Much of the corporate media presented the term as a struggle between Trump and “the rule of law.” But ruling after ruling gave legal cover to Trump’s political program: deportations, border turnbacks, the ending of TPS, the attacks on trans youth. And where Trump’s program wasn’t at issue, the court served the same interests by other means — granting impunity to prison guards, locking prisoners into sentences Congress had repudiated, shielding Bayer from cancer victims.
The court did not check Trump. It cleared the road for him, and for the class he serves.
The court and the White House are two parts of the same capitalist state. They may differ over timing, methods or legal forms, but they serve the same class.
The Trump administration uses executive orders, raids, firings, deportations and threats to terrorize immigrant workers, break up families and tighten control over the whole workforce. The court gives those attacks legal force.
The birthright citizenship ruling fits this pattern. The majority did not suddenly become friends of immigrant workers. It preserved the citizenship guarantee because capitalist rule depends on law. The ruling class cannot always afford to let Trump smash the machinery it uses to rule.
The Supreme Court saved birthright citizenship while helping Trump deport the parents of citizen children.
That is why the TPS ruling matters so much. Haitian and Syrian workers did not arrive in a vacuum.
Haiti has been bled for more than a century: by the French indemnity, U.S. banking control, the U.S. Marine occupation of 1915 to 1934, and repeated U.S.-backed coups, including the 2004 overthrow of President Jean-Bertrand Aristide.
Syria has been torn apart by imperialist war, U.S. sanctions that strangle reconstruction, and years of destabilization. Workers from oppressed nations are driven from countries the imperialist system helped make unlivable, then used inside the U.S. as a vulnerable labor force.
TPS gave some of those workers a narrow legal foothold. The court helped kick it away.
Deportation is a weapon of labor control. A worker who can be deported is easier for the boss to threaten. A worker who loses papers can be pushed deeper into low wages, dangerous work and silence. The whole workforce is pressured when one section is made more vulnerable. Every attack on immigrant workers is an attack on all workers.

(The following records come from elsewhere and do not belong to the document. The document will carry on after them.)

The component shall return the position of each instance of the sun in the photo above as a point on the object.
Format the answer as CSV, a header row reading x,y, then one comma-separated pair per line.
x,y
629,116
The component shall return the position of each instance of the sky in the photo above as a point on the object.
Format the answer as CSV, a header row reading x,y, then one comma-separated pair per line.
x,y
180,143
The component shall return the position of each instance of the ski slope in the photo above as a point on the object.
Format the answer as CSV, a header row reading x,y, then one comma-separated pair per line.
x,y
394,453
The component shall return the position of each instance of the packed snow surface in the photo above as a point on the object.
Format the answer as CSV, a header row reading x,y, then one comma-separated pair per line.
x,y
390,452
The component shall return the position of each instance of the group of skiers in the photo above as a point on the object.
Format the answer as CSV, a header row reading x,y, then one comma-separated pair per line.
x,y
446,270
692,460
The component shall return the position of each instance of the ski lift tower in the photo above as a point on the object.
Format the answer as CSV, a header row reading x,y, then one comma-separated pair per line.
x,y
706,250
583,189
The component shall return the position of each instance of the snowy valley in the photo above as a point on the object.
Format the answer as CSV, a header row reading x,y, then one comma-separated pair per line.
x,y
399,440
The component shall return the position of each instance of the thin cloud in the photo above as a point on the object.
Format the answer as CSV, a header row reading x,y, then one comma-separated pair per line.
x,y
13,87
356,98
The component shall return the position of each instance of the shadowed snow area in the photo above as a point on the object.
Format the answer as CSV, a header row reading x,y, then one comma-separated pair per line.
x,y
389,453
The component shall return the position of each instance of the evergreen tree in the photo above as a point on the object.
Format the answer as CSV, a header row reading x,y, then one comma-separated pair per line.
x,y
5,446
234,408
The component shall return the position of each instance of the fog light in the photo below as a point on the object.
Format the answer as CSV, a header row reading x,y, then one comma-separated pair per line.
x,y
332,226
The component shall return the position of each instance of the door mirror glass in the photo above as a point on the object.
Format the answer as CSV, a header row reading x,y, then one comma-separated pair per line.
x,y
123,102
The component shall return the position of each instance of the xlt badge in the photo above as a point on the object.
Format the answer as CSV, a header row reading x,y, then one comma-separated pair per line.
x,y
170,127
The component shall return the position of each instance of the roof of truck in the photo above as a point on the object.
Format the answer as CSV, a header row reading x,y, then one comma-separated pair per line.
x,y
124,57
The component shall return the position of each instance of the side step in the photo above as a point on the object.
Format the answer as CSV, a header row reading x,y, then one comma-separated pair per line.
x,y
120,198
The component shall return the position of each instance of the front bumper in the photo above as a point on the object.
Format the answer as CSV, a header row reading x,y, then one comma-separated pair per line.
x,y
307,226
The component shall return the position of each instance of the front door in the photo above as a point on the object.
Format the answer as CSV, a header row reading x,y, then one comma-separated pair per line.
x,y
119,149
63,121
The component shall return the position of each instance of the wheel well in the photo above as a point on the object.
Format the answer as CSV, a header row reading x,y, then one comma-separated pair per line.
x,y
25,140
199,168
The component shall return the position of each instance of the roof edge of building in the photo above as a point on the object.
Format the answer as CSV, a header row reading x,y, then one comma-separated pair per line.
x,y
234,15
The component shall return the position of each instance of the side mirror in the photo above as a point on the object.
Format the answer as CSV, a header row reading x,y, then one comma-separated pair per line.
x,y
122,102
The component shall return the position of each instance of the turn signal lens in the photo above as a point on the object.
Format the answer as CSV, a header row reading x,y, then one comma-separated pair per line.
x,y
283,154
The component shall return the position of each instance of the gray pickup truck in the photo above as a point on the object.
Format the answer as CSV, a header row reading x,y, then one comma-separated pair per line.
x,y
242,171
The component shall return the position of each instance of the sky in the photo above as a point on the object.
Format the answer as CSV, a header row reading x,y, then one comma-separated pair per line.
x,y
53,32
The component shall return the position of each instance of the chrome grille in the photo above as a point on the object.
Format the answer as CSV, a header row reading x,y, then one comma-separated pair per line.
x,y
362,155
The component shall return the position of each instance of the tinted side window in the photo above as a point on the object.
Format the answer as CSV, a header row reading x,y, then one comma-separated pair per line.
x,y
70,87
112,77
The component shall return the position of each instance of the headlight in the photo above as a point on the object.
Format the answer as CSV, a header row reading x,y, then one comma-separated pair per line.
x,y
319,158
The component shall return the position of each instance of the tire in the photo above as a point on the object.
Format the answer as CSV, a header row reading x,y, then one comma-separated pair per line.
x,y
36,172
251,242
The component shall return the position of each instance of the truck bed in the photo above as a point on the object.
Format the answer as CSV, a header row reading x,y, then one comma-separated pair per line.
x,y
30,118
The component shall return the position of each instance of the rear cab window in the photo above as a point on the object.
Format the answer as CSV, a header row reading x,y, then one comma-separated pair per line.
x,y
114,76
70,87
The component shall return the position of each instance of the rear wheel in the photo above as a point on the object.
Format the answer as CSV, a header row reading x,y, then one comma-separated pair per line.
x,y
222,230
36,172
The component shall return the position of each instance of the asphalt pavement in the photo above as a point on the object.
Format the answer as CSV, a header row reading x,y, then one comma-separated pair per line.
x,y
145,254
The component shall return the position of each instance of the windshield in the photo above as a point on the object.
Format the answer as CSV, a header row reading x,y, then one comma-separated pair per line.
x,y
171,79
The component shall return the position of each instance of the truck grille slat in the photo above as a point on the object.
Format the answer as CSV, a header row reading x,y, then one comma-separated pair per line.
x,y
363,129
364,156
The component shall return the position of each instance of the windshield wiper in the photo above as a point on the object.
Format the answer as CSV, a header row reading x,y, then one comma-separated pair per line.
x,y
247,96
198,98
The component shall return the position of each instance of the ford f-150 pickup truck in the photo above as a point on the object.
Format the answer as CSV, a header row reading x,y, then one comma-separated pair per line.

The same is true of the attack on trans people. The campaign against trans girls in school sports is a political weapon. Reactionary organizations chose a small number of children as a target because the attack lets them divide workers, whip up fear and expand state control over bodies, schools and families.
Once the state claims the power to decide which girls count as girls, it does not stop with trans students. It opens the door to policing any girl who does not fit the reactionary image of femininity. It invites school officials, politicians and courts into the most private parts of young people’s lives.
The whole working class must answer this attack.
Won through struggle
The court’s defenders point to the birthright ruling and say the system still works. Workers should draw the opposite lesson. The system works for the class it was built to serve.
The 14th Amendment was forced into law by the Civil War, Black struggle and the destruction of slavery. Mass struggle against racist terror won the Voting Rights Act. Workers won union rights by striking, marching, occupying, organizing and fighting the bosses.
Every right workers and oppressed people hold was won through struggle. No worker can depend on the courts to defend rights that only struggle can protect.
The answer is solidarity. The strength that can beat these attacks is the united power of workers and oppressed people — in the unions, in the schools, in the streets, in the workplaces and in every community under attack.